Menurut Khudori, saat ini lahan-lahan sawah yang ada sudah jenuh untuk menggenjot produksi. Karena meski potensinya ada, perlu kerja keras dan ketekunan di lapangan. Terutama memastikan SOP budidaya yang baik dipatuhi dan ditaati. Tentu dengan menyiapkan segala kebutuhan sarana produksi dan input.

“Optimalisasi lahan rawa dan kering pasti butuh waktu. Konsentrasi kerja-kerja teknokratis ke depan mesti diorientasikan ke sana,” kata Khudori.

Indonesia Bisa Swasembada Beras, tapi Tidak Komoditas Pangan Lain

Guru Besar Institut Pertanian Bogor (IPB), Dwi Andreas Santoso, mengamini bahwa untuk swasembada beras Indonesia bisa dicapai dengan mudah. Karena menurut definisi FAO, swasembada beras berarti jika produksi lokal dapat memenuhi 90 persen kebutuhan nasional.

“Kalau definisi swasembada berdasarkan FAO sejak 25 tahun kita swasembada terus. Hanya tahun ini saja kita tidak swasembada. Karena impor kita tahun ini di atas 2 juta ton,” ujar Andreas kepada Tirto, Selasa (21/11/2023).

Untuk tahun ini, pemerintah mengimpor beras sebanyak 2 juta ton. Instruksi tersebut tercatat dalam surat resmi Badan Pangan Nasional (Bapanas) tertanggal 24 Maret 2023. Rencana impor beras 2 juta ton ini tergolong besar bagi Indonesia, bahkan menjadi rekor terbanyak dalam lima tahun terakhir.

Berdasarkan data BPS selama periode 2019-2022 volume impor beras nasional rata-rata hanya 409 ribu ton per tahun, sekitar 5 kali lipat lebih rendah dari rencana impor 2023. Impor beras 2 juta ton juga terhitung besar di skala global.

Jika dibandingkan dengan data impor beras negara-negara lain yang dihimpun United States Department of Agriculture (USDA), pada 2023 Indonesia menjadi importir beras terbesar ke-5 sedunia.
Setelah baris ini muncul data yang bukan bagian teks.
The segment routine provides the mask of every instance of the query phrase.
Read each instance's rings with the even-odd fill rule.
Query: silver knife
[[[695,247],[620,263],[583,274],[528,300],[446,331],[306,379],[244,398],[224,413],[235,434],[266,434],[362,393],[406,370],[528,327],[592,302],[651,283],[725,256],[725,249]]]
Di atas Indonesia ada Filipina, Tiongkok, Irak, dan Nigeria, sedangkan impor negara lainnya lebih sedikit seperti terlihat pada grafik.

Kalau terkait dengan swasembada beras sudah sebetulnya. Tapi lain ceritanya kalau kita bercerita swasembada pangan,” ujar dia.
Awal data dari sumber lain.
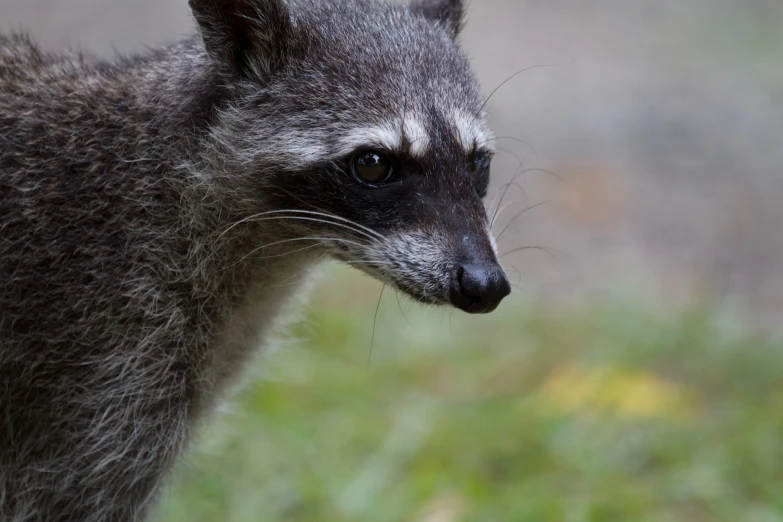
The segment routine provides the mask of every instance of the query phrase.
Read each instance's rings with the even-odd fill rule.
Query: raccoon
[[[461,0],[190,0],[112,62],[0,37],[0,520],[136,521],[325,259],[510,293]]]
Andreas yang juga Ketua Umum Asosiasi Bank Benih dan Teknologi Tani Indonesia (AB2TI) itu, bahkan menjawab tidak mungkin jika bicara swasembada pangan secara keseluruhan. Untuk urusan pangan pokok saja, seperti gandum rasanya sulit untuk bisa swasembada. Gandum sendiri proporsinya sebagai pangan pokok mencapai 28 persen.

“Sehingga bagaimana menggantikan gandum persoalannya? Karena tidak akan pernah ada satu politik yang berani dan kuat untuk melawan dominasi gandum,” kata dia.

“Kalau itu digunakan sebagai definisi swasembada pangan, sudah sejak puluhan tahun ini kita tidak bisa swasembada pangan. Ketika proporsi gandum sebagai pangan pokok kita semakin lama semakin meningkat,” lanjut Andreas.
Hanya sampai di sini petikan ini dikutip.